Do we want to educate our children?
Published 12:05 am Sunday, February 8, 2015
Last year, an amendment to the Mississippi Constitution that would mandate adequate and efficient funding of public schools — and the ability to seek judicial relief — was placed on the November 2015 ballot. It is called Initiative 42.
Soon after, the Mississippi House passed an alternative to Initiative 42 also to go on the ballot. The implication of that alternative, 42-A, is that school funding should be tied to achievement.
This alternative will at best muddle the issue and most likely doom the initiative outright.
Only about 30 percent of student achievement comes from in-school factors such as teachers, principals and class size. Almost 70 percent comes from outside factors like access to resources. This imbalance becomes amplified in Mississippi, which ranks at the top in poverty, teen pregnancy and illiteracy.
If lawmakers wanted to make the biggest effect on student achievement, they would focus on those home and community factors that matter most.
However, to overcome these factors it would take a greater commitment of focus and resources than our lawmakers want to give.
So, the public school is asked to perform miracles and use its 30 percent effect to overcome the 70 percent effect outside school. Because most communities across Mississippi do not have the resources to fund their own schools, the state is asked to help.
Now, there are those who maintain money is not the answer. They claim by offering competition and choice — like merit pay, charter schools and vouchers —- student achievement will improve while lowering cost.
Hogwash.
The facts are:
4In a December report on school efficiency and funding, no clear factors were found between funding, efficiency and achievement, other than poor districts require more money. In fact, districts scoring a “C,” “D” or “F” spent MORE on instruction than “A” or “B” districts.
4Teacher quality is very important. But evidence demonstrates that about 80-90 percent of all teachers are comparable in effectiveness, with only a small percentage considered Ineffective. So unless a child has a truly terrible teacher, she or he will have a quality teacher. But by telling teachers they are only valuable if they are in the top 1-5 percent (i.e., Merit Pay) you undermine and discourage teachers to the point it becomes difficult to retain or recruit.
4Research demonstrates that charter schools, as a whole, are no better than community public schools. A recent study in Ohio showed that most charters were outperformed by their public school counterparts. New Orleans Recovery District, which is held as a model for charters, scored a “D” in the most recent rankings.
4School vouchers transfer public dollars to private schools with little to no oversight and no accountability. Louisiana, Indiana, Wisconsin and Washington D.C., which use vouchers extensively, report no real improvement in student achievement. Even vouchers that theoretically sound good (special-needs vouchers) are poorly-written to provide a backdoor to transfer public money to private schools with no evidence that student achievement improves.

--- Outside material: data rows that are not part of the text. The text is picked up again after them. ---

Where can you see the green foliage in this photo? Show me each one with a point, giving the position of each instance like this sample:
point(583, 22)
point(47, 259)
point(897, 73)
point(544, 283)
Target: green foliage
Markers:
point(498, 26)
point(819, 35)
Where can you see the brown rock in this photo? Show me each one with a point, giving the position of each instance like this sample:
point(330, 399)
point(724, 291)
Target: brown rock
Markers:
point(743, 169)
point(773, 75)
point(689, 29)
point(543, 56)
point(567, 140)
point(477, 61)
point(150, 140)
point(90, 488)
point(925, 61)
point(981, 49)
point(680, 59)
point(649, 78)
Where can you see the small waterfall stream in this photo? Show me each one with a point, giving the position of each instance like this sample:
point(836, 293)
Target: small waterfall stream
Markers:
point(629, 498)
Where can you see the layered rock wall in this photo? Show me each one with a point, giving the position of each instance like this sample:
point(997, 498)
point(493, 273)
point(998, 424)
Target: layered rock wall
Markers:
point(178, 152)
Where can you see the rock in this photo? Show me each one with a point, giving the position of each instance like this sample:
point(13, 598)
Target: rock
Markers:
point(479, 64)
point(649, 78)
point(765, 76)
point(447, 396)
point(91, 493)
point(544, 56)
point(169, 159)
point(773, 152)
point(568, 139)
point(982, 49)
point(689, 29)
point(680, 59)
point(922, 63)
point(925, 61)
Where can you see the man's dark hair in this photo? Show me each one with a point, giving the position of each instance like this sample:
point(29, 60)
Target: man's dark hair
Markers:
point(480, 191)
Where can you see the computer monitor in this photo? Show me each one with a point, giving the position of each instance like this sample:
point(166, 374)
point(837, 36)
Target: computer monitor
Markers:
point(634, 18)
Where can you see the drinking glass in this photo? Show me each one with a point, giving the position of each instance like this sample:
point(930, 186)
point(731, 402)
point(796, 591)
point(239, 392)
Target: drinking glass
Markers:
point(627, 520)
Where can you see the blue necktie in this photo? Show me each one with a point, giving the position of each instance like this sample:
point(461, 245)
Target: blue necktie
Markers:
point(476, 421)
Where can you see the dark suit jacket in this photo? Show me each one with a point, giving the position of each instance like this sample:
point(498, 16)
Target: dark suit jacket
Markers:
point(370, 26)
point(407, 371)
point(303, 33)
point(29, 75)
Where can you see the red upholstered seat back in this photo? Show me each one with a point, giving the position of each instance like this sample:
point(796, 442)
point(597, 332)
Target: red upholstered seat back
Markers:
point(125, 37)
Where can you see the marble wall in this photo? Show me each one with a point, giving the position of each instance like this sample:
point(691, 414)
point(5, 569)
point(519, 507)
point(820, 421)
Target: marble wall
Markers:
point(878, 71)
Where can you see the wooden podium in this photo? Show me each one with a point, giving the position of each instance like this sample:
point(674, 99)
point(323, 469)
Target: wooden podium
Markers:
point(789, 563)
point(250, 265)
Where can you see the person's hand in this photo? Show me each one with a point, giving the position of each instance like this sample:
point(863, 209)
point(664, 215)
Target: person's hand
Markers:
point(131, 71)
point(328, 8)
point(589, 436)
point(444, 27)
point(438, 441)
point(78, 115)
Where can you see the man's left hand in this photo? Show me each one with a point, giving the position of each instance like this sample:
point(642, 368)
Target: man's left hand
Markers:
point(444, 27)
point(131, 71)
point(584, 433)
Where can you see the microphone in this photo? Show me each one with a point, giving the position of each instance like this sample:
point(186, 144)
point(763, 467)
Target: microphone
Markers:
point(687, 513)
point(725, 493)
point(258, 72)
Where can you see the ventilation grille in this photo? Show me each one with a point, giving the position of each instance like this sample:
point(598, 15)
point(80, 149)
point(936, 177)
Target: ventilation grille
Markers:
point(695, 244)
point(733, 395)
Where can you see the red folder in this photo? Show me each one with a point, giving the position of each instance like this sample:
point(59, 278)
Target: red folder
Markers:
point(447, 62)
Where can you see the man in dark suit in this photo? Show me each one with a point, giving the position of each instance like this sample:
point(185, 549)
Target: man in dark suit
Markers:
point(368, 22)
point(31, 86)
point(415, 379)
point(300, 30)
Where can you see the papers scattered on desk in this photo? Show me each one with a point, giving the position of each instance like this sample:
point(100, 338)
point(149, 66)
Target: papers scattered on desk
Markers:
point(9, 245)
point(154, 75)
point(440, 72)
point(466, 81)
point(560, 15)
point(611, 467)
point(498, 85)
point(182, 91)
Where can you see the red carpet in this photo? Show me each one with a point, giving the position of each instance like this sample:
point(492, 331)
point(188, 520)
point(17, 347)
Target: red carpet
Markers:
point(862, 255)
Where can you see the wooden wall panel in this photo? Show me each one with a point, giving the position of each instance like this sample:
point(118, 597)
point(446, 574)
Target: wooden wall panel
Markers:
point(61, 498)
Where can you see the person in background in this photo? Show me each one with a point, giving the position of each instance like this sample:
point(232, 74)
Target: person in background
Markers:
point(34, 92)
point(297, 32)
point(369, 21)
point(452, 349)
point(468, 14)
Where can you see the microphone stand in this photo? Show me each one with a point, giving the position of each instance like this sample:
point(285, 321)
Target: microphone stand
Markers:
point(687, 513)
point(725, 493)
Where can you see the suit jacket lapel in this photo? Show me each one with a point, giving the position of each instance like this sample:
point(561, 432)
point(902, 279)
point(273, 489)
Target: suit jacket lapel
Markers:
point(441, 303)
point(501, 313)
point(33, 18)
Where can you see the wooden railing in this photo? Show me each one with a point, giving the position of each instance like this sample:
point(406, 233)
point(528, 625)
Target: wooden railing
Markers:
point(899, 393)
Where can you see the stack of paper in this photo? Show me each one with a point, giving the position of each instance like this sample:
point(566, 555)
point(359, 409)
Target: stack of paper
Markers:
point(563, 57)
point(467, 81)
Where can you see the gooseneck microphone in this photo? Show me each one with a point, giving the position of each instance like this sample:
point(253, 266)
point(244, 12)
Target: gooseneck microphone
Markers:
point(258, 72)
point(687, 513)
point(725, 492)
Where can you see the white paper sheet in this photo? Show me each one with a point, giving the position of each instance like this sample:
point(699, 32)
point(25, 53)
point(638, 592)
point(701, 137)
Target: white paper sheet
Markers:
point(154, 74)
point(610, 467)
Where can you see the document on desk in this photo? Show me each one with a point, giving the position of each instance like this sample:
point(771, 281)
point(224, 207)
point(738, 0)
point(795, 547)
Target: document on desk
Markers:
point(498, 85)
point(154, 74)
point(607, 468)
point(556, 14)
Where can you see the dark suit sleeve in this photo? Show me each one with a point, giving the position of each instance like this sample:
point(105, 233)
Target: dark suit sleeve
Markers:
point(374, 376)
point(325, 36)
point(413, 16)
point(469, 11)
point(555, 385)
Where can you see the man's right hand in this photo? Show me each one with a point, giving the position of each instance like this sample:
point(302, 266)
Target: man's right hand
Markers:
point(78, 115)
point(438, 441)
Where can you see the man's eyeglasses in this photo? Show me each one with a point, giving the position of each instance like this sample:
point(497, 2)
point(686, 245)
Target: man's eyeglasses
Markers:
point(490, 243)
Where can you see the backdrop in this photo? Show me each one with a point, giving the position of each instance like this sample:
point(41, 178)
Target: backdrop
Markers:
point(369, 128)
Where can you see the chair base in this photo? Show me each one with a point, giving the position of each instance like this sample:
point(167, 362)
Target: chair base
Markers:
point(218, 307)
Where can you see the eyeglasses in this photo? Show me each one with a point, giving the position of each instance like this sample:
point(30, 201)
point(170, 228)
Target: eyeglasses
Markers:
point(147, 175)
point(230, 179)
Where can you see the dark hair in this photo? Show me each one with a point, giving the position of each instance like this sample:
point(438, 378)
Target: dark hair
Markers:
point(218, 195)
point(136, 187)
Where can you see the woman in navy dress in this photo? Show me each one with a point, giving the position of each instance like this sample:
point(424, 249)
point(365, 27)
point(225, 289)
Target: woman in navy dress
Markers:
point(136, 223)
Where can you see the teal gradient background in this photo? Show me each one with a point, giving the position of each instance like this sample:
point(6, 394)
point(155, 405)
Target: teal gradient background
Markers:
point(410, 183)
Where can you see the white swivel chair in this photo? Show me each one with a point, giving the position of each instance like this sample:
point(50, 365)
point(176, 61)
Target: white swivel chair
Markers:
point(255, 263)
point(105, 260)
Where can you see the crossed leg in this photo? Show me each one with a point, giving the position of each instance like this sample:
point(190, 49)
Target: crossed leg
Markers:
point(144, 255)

Elected officials claim they will spend more money on education, but not on fully funding schools through MAEP. Instead, the money will be “targeted”: Testing vouchers, charter schools, merit pay pilot, private pre-K grants (NOT universal pre-K), and others.
It’s a ruse.
Over 90 percent of Mississippi students attend public schools, but instead of investing in those schools, lawmakers want to shift funding to sources that will benefit only 10 percent of students. This is a return to the days when schools were funded only for the affluent; poor and minority schools were neglected.
The argument about school funding is simple: do you support a chance at a quality education for all students, that the purpose of schools is to prepare students to take their place in our society and be contributing members? Or do you believe in a dual system, for the haves and the have-nots, and that money is wasted trying to educate the poorest, highest minority, economically depressed areas of our state?
Traditionally, Mississippi has held the latter; I work to try to make it the former.
Shannon Eubanks is the principal of the Enterprise Attendance Center in Brookhaven, Mississippi.